James Phillips is a foreign policy analyst at the Heritage Foundation, a private policy research center in Washington. He dismisses U.S. claims that the raid on Chalabi's home was conducted without at least the acquiescence of the American government, if not under orders from the Americans.

As a result, Phillips tells RFE/RL, the United States is clearly sending Chalabi the message that it no longer wants anything to do with him. The reason, he says, is the embarrassment -- mentioned by Powell -- over poor intelligence provided by Chalabi's INC.

"Members of his [Chalabi's] organization brought Iraqi defectors to the attention of American intelligence organizations, and some are believed to have passed on information about Iraqi weapons of mass destruction, which later turned out to be false or distorted. And that is also one reason he fell out of favor with many groups in Washington," Phillips said.

But Phillips says being dumped by the Americans may not be the worst thing that has happened to Chalabi. To the contrary, it may prove to be the best news of his political career in Iraq.

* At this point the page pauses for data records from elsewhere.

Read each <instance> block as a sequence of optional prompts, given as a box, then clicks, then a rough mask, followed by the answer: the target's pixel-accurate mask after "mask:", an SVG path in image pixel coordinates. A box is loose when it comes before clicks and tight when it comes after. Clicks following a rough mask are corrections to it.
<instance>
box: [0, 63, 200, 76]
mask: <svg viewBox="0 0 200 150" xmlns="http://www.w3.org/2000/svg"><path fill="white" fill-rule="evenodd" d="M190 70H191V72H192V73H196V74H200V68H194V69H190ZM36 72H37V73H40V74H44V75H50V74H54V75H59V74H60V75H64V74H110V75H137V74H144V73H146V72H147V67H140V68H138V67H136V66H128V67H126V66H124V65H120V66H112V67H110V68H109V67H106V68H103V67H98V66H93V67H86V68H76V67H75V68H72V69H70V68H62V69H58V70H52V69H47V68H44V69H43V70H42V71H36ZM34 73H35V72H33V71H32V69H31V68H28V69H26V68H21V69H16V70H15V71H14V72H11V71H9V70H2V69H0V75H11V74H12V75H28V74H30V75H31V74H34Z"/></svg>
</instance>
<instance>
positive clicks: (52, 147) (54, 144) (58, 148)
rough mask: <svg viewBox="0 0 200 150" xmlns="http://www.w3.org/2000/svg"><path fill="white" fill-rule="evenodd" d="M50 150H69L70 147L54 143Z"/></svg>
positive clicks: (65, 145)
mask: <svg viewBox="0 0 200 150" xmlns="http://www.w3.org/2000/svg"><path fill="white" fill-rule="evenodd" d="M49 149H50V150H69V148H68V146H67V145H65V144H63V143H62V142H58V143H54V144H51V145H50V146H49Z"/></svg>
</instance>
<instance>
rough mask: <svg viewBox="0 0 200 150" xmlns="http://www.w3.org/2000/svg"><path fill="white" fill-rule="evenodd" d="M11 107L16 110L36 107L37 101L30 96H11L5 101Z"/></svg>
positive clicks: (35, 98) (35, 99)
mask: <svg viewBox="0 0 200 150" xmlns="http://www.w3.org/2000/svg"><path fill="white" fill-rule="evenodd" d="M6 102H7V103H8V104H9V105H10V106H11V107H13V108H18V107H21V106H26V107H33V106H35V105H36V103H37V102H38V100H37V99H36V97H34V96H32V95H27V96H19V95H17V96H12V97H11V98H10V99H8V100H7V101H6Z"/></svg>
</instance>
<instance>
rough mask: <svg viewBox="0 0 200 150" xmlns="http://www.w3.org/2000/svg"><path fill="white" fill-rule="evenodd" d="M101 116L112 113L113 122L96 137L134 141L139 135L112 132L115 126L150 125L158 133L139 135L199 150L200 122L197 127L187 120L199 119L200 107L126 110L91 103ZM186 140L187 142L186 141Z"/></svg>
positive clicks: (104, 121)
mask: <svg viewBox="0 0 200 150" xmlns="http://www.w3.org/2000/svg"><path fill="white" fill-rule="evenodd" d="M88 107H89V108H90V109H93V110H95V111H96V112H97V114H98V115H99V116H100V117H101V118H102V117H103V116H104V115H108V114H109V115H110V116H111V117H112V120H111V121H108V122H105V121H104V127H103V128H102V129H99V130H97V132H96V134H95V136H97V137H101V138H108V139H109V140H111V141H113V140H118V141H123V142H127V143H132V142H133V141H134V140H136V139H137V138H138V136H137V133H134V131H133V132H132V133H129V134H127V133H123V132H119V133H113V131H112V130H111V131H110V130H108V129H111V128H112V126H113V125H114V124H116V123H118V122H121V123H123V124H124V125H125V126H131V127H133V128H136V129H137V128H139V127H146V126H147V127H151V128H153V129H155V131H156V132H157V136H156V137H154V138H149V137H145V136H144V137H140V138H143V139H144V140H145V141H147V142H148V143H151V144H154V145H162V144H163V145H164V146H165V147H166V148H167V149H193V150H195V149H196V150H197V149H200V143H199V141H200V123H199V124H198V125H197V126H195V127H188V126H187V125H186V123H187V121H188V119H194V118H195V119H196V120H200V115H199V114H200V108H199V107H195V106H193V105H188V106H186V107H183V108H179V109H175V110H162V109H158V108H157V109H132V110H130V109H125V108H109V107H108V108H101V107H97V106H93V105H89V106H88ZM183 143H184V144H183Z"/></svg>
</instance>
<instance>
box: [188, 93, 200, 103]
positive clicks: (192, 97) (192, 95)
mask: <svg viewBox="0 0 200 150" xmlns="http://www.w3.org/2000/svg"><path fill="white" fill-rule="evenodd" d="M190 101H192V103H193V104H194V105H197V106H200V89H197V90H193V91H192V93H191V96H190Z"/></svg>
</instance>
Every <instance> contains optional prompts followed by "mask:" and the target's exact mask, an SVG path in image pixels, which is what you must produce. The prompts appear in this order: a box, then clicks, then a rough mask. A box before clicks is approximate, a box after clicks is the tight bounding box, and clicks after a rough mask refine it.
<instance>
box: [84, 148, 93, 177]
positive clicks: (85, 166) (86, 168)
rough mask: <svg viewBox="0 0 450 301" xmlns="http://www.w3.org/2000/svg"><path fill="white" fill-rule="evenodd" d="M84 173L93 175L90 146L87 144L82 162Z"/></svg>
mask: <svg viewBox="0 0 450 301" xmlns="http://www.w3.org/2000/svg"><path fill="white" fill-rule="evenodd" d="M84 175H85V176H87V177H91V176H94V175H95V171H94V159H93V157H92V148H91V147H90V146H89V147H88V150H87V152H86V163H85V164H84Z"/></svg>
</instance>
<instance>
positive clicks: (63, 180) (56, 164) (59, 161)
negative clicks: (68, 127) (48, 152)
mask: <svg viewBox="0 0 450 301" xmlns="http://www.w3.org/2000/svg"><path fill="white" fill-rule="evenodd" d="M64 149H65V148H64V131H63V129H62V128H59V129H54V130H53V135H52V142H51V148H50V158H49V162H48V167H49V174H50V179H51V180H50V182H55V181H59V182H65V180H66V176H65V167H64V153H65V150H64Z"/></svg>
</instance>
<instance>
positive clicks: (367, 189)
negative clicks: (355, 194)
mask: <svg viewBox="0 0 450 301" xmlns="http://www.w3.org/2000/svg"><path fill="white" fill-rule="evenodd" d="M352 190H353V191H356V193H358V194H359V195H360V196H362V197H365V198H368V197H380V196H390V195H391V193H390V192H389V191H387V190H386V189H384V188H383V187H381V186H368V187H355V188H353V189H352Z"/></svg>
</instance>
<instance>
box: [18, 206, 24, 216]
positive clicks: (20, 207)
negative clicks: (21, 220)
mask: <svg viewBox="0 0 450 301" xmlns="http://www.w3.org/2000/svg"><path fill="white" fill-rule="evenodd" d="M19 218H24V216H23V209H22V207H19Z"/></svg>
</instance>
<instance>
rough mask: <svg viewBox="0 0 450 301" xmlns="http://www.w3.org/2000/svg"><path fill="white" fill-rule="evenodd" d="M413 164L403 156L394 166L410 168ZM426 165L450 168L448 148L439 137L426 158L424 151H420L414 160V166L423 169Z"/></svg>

"In some ways it may actually strengthen him politically, because he was perceived to be a puppet of the U.S. before, and this may actually help him," Phillips said.

Marina Ottaway is a senior associate of the Democracy and Rule of Law Program at the Carnegie Endowment for International Peace, another Washington think tank. Ottaway tells RFE/RL that she believes Chalabi became aware several weeks ago that he was losing favor in Washington and began courting alternate sources of political power in Iraq -- including the country's leading Shi'a cleric, Grand Ayatollah Ali al-Sistani.

And, Ottaway says, there are reports that Chalabi did not restrict his political maneuvers to Iraq.

"Chalabi was determined to come out on top. And he started having doubts a few months ago that the U.S. was going to put him in control. And at that point he started trying to find other cards he could play. He tried to move very close to Sistani at one point, and there were indications that he made several trips to Iran," Ottaway said.

Ottaway says she is not certain Chalabi will benefit politically from the new U.S. hostility. She notes that so far, he has been able to generate little support among the Iraqi people.

As for the United States itself, Ottaway says severing ties with Chalabi is probably a wise move at a time when it is struggling politically and militarily to establish the legitimacy of its presence in Iraq. But she adds that the split also represents a lonely truth for Washington.

"Above all, it seems to me that it makes the United States look more and more [as if it is] without allies inside the country [Iraq]."

(RFE/RL's UN correspondent Robert McMahon contributed to this report.)